Il avait Massinissa pour aïeul, et Micipsa pour père par adoption. Dévoré de la passion de régner, il avait formé le dessein d’ôter la vie à ses frères, et il ne les craignait pas plus que le sénat et le peuple romain, sous la foi et la protection desquels était le royaume. Son premier crime est le fruit de la trahison, et la tête d’Hiempsal est bientôt en son pouvoir. Il se tourne alors contre Adherbal, lequel s’enfuit à Rome ; il y envoie de l’argent par ses ambassadeurs[2], entraîne le sénat dans son parti ; ce fut là sa première victoire sur nous. Attaquant ensuite, par un semblable moyen, la fidélité des commissaires chargés de partager la Numidie entre lui et Adherbal, il triomphe dans Scaurus des mœurs même de l’empire romain[3], et consomme avec plus d’audace son crime inachevé. Mais les forfaits ne restent pas longtemps cachés ; le secret honteux de la corruption des commissaires est dévoilé, et la guerre résolue contre le parricide.

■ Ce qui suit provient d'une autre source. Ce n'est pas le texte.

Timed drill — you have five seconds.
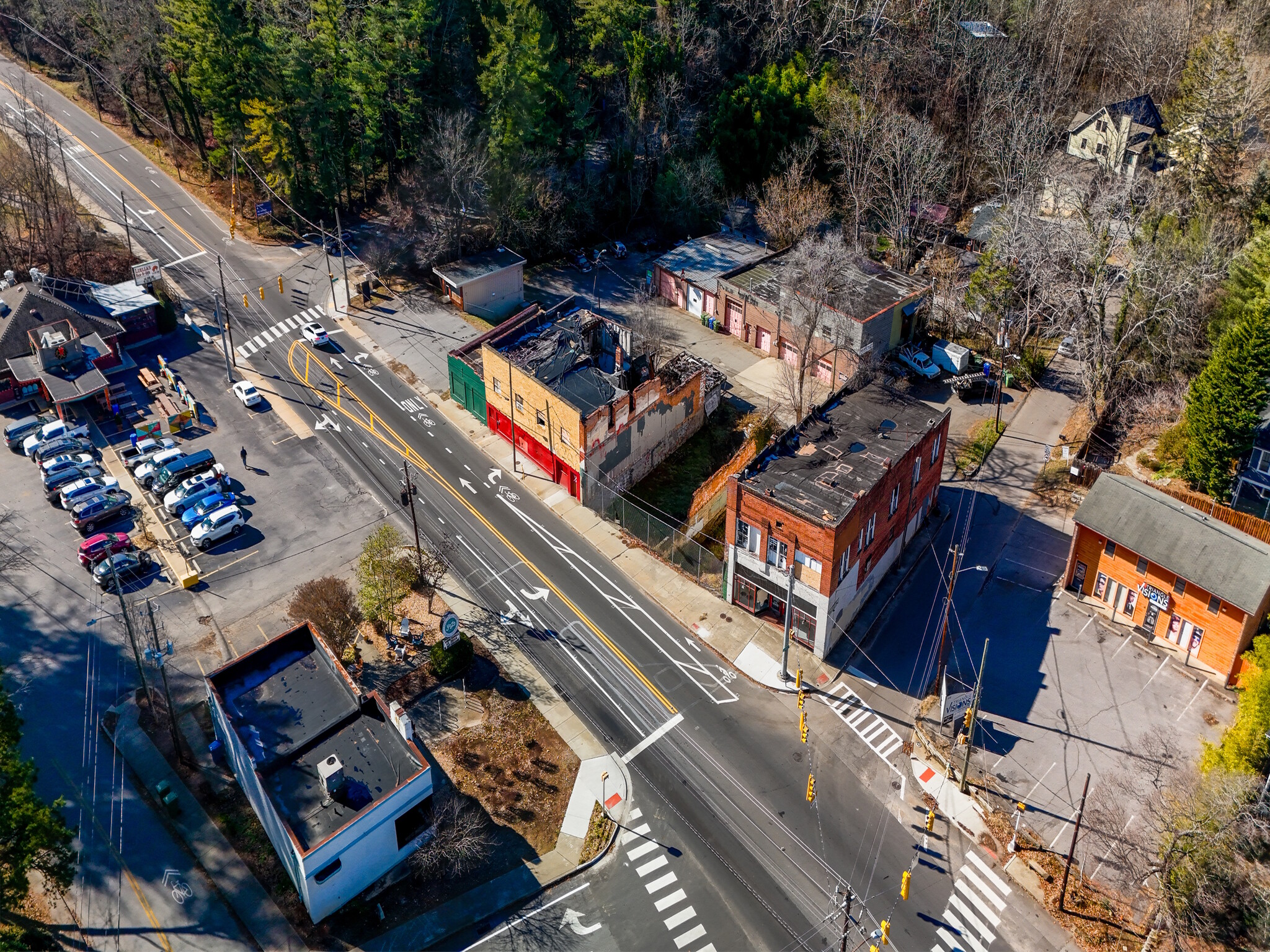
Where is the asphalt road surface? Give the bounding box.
[0,56,1062,952]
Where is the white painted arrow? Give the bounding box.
[560,909,603,935]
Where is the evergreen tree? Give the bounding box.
[1186,296,1270,498]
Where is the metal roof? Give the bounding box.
[1076,472,1270,612]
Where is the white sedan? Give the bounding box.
[300,321,330,346]
[234,379,260,406]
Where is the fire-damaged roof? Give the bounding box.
[740,383,950,526]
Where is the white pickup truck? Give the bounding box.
[22,420,87,457]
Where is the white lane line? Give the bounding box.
[464,882,590,952]
[644,873,680,894]
[674,923,706,948]
[626,839,662,863]
[623,713,683,764]
[653,890,688,913]
[665,906,697,942]
[967,849,1010,896]
[635,853,670,879]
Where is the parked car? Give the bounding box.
[4,416,53,449]
[71,488,132,536]
[234,379,260,406]
[300,321,330,346]
[189,505,246,551]
[30,437,100,464]
[39,453,97,476]
[132,447,187,488]
[57,476,120,511]
[162,464,224,515]
[899,346,940,379]
[180,491,238,529]
[22,420,87,456]
[120,437,177,470]
[43,464,102,503]
[93,551,155,591]
[79,532,136,569]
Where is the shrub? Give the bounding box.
[428,635,474,682]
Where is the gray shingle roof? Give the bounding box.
[1076,472,1270,612]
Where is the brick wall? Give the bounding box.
[1065,524,1270,677]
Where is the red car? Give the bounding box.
[80,532,136,569]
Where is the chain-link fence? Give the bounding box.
[582,472,724,596]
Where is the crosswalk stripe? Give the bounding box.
[626,840,662,863]
[674,923,706,948]
[949,892,997,946]
[967,849,1010,896]
[665,906,697,941]
[960,866,1006,913]
[956,879,1001,925]
[623,822,649,847]
[653,890,688,913]
[944,909,988,952]
[635,853,670,879]
[644,873,680,895]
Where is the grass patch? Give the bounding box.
[626,400,745,524]
[952,420,1006,472]
[578,800,613,865]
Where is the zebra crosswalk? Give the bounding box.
[234,307,326,361]
[931,849,1011,952]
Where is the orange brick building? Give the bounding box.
[1065,472,1270,684]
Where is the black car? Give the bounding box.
[71,488,132,536]
[30,437,100,464]
[93,552,154,591]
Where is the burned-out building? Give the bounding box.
[480,309,724,499]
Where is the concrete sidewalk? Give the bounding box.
[102,697,309,952]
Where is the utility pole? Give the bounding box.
[401,457,423,578]
[1058,774,1090,913]
[107,563,155,713]
[120,188,133,258]
[212,288,234,383]
[146,598,185,763]
[213,255,238,367]
[335,205,353,317]
[961,638,988,793]
[935,546,961,690]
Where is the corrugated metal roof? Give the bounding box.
[1076,472,1270,612]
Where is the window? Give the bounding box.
[314,859,344,884]
[396,795,432,849]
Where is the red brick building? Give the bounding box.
[1065,472,1270,684]
[726,383,950,658]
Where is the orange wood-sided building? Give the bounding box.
[1067,474,1270,684]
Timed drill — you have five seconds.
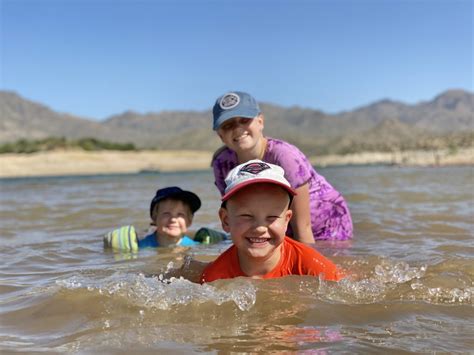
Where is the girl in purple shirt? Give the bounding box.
[212,91,353,243]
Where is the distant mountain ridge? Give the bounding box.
[0,90,474,154]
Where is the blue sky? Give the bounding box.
[0,0,473,119]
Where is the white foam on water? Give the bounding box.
[56,272,257,311]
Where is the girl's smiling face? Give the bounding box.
[217,114,264,152]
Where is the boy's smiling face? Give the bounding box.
[219,183,292,276]
[154,199,192,240]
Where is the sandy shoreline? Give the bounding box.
[0,148,474,178]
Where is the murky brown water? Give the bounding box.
[0,167,474,353]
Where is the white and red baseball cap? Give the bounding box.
[222,160,296,202]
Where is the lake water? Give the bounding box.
[0,166,474,354]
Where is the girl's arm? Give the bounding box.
[290,183,314,243]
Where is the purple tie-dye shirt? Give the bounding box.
[212,138,352,240]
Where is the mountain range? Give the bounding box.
[0,89,474,154]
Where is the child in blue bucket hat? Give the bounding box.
[104,186,225,251]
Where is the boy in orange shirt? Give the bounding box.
[201,160,343,283]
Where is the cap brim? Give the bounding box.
[150,191,201,218]
[221,178,297,202]
[213,109,260,131]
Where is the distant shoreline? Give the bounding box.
[0,147,474,178]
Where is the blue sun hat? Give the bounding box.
[150,186,201,219]
[212,91,261,131]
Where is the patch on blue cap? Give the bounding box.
[219,92,240,110]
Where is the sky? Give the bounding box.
[0,0,474,120]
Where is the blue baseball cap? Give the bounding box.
[212,91,260,131]
[150,186,201,219]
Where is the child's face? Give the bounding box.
[219,184,292,260]
[217,115,263,151]
[154,199,192,239]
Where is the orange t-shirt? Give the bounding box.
[201,237,344,283]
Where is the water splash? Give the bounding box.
[56,273,257,311]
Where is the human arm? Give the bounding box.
[290,183,314,243]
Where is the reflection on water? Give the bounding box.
[0,167,474,353]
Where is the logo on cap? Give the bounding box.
[219,92,240,110]
[239,162,270,175]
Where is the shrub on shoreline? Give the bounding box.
[0,137,138,154]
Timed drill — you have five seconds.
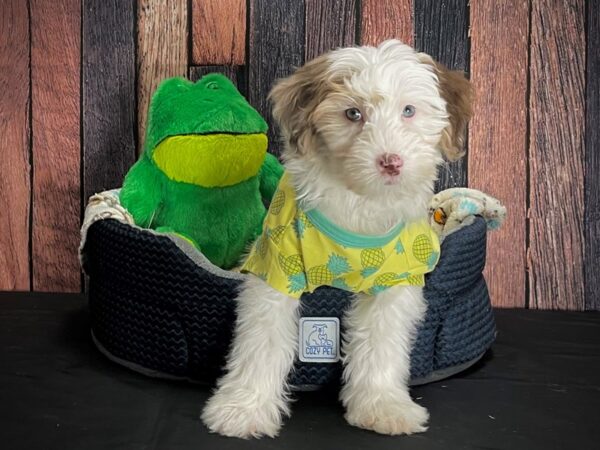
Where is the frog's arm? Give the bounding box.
[119,155,164,228]
[259,153,283,202]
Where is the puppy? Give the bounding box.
[202,40,472,438]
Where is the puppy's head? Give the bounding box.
[270,40,472,197]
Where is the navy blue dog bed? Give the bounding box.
[82,217,495,389]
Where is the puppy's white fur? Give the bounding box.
[202,40,474,438]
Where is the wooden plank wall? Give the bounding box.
[0,0,31,291]
[0,0,600,309]
[30,0,81,292]
[468,0,529,307]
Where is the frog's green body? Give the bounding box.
[120,74,283,269]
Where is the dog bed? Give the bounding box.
[81,191,495,389]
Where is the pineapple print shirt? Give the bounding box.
[241,173,440,298]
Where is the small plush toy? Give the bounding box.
[120,74,283,269]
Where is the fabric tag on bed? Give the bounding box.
[298,317,340,363]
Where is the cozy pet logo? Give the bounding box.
[299,317,340,362]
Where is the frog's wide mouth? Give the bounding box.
[152,133,268,187]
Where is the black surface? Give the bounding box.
[0,293,600,450]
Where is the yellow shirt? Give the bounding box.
[241,173,440,298]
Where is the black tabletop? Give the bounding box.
[0,293,600,450]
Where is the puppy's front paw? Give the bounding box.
[345,400,429,434]
[201,389,282,439]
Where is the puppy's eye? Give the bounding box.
[346,108,362,122]
[402,105,417,119]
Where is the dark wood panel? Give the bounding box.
[414,0,469,191]
[137,0,188,152]
[468,0,529,307]
[529,0,584,309]
[192,0,246,65]
[30,0,81,292]
[585,1,600,310]
[304,0,357,61]
[189,66,247,96]
[248,0,304,155]
[0,0,31,291]
[360,0,414,46]
[82,0,137,202]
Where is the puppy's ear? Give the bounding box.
[269,55,329,152]
[419,53,475,161]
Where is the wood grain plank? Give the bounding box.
[414,0,469,191]
[0,0,31,291]
[30,0,81,292]
[529,0,584,310]
[468,0,529,307]
[360,0,413,46]
[189,66,247,96]
[137,0,188,152]
[304,0,357,61]
[82,0,137,202]
[192,0,246,65]
[248,0,304,154]
[585,1,600,311]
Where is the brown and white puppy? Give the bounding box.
[202,40,472,438]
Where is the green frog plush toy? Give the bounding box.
[120,74,283,269]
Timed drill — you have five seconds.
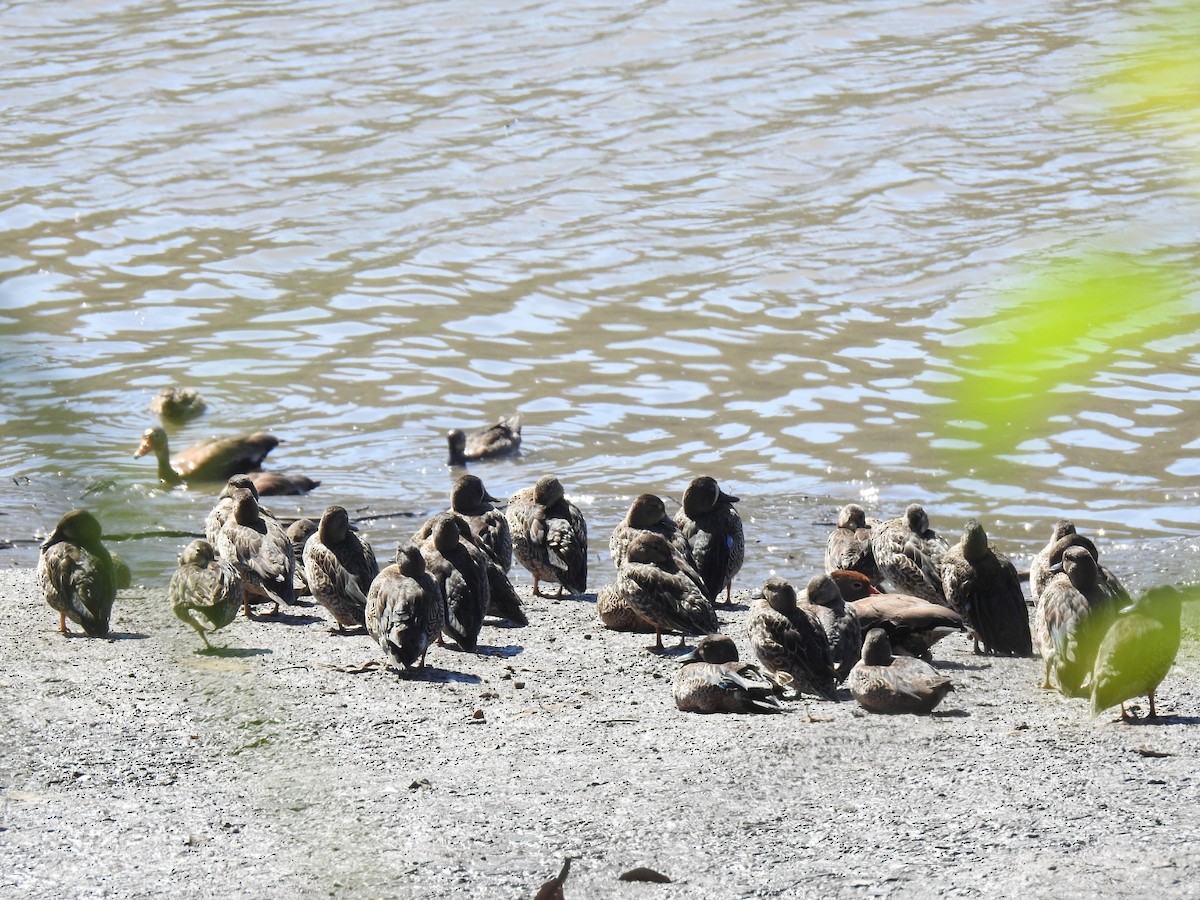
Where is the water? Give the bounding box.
[0,0,1200,582]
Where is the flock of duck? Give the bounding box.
[37,391,1184,718]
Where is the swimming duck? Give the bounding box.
[420,512,491,652]
[617,532,720,653]
[505,475,588,598]
[846,593,964,662]
[366,542,444,671]
[800,575,863,684]
[215,487,296,618]
[942,518,1033,656]
[746,576,838,700]
[37,509,116,637]
[250,472,320,497]
[672,635,781,713]
[674,475,745,605]
[133,426,280,485]
[824,503,883,586]
[450,475,512,574]
[167,539,245,647]
[446,413,521,466]
[150,388,208,422]
[1033,546,1127,697]
[846,628,954,715]
[871,503,949,606]
[1091,586,1195,719]
[302,505,379,634]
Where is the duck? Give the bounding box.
[37,509,116,637]
[617,532,719,653]
[871,503,950,606]
[1033,546,1128,697]
[1030,518,1078,606]
[674,475,745,605]
[1030,522,1127,608]
[942,518,1033,656]
[1091,586,1196,720]
[283,510,317,596]
[420,512,491,653]
[446,413,521,466]
[167,538,245,648]
[596,585,655,635]
[800,574,863,684]
[846,628,954,715]
[133,426,280,486]
[672,634,782,713]
[302,504,379,634]
[846,592,965,662]
[412,511,529,626]
[824,503,883,587]
[204,473,265,547]
[365,541,444,672]
[504,475,588,598]
[829,569,883,604]
[746,576,838,701]
[150,388,208,424]
[250,472,320,497]
[214,487,296,618]
[608,493,700,578]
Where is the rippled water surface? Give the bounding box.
[0,0,1200,578]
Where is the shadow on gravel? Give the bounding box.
[408,665,481,684]
[475,643,524,659]
[196,647,274,659]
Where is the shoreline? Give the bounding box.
[0,569,1200,900]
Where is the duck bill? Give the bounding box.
[42,526,65,550]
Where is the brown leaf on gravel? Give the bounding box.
[1134,744,1175,760]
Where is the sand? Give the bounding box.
[0,565,1200,900]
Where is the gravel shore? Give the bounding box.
[0,569,1200,900]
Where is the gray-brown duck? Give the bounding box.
[871,503,949,606]
[505,475,588,596]
[420,512,491,652]
[942,518,1033,656]
[802,575,863,684]
[617,532,720,650]
[672,635,781,713]
[674,475,745,604]
[824,503,882,586]
[302,505,379,632]
[446,413,521,466]
[167,539,245,647]
[846,628,954,715]
[746,576,838,700]
[214,487,296,618]
[1033,546,1128,697]
[366,544,444,671]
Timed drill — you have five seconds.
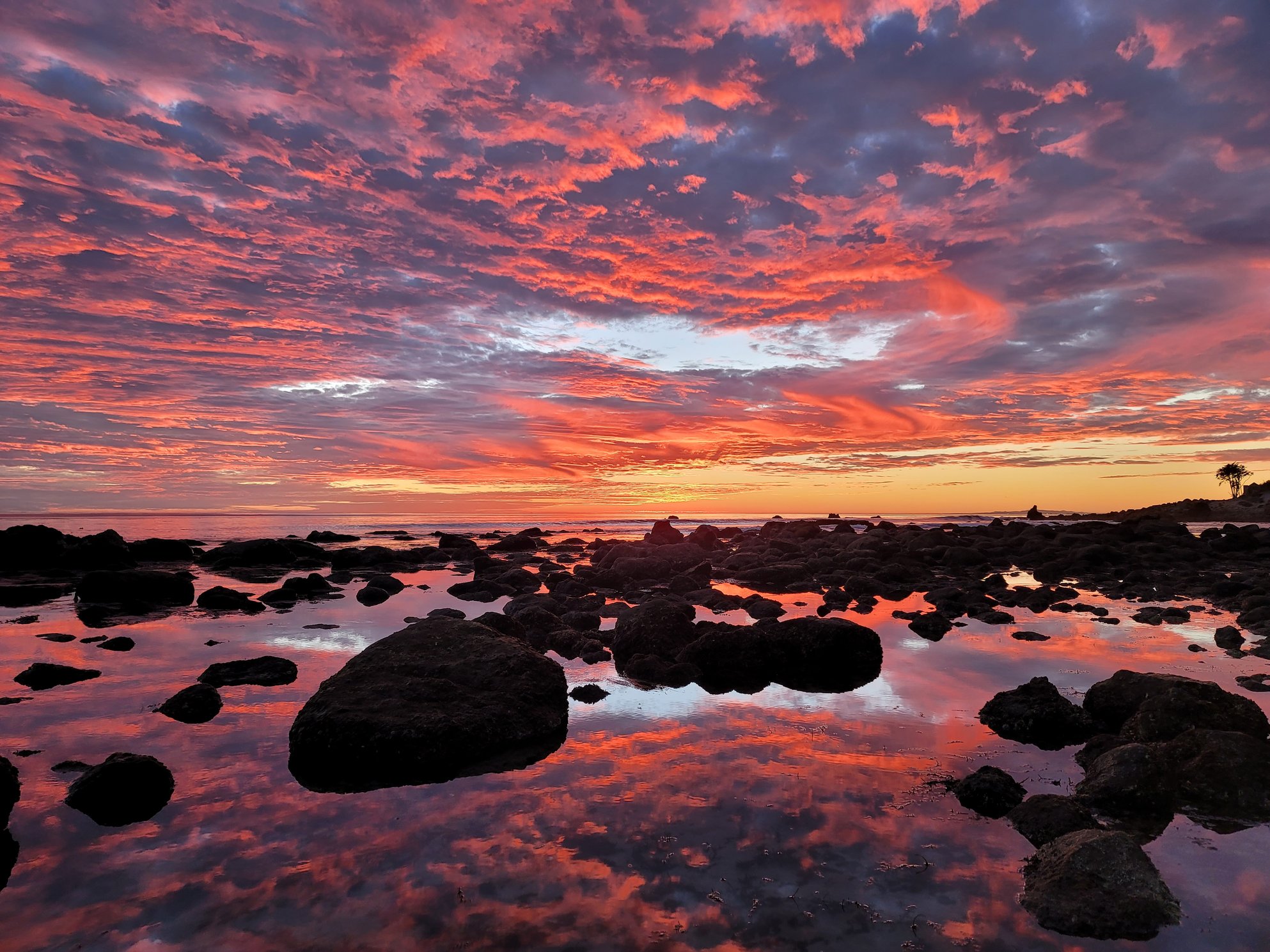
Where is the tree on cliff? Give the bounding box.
[1217,464,1252,499]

Le consul Calpurnius Bestia est envoyé le premier en Numidie ; mais le roi, sachant que l’or est plus puissant que le fer contre les Romains, achète la paix. Accusé de ce crime, et cité par le sénat à comparaître sous la garantie de la foi publique, il ose à la fois et se présenter et faire assassiner Massiva, son compétiteur au trône de Massinissa. Ce meurtre est une autre cause de guerre coutre lui. On confie donc à Albinus le soin de cette nouvelle vengeance. Mais, ô honte ! Jugurtha corrompt aussi cette armée ; et nos soldats, par une fuite volontaire, abandonnent au Numide la victoire et le camp. Enfin, après un traite honteux, prix de la vie qu’il lui laisse, il renvoie cette armée qu’il avait d’abord achetée.

Métellus se lève alors pour venger, non pas tant les pertes, que l’honneur de l’empire romain. Son

  1. Crassus était consul, et non préteur.
  2. V. Salluste. (Bell. Jugurth. c. 13.)
  3. V. Salluste, (ibid. c. 13 et 29), et Cicéron (De Offic. l. 1. c. 30 ; in Brut. c. 29. orat. pro. Sext. c. 47.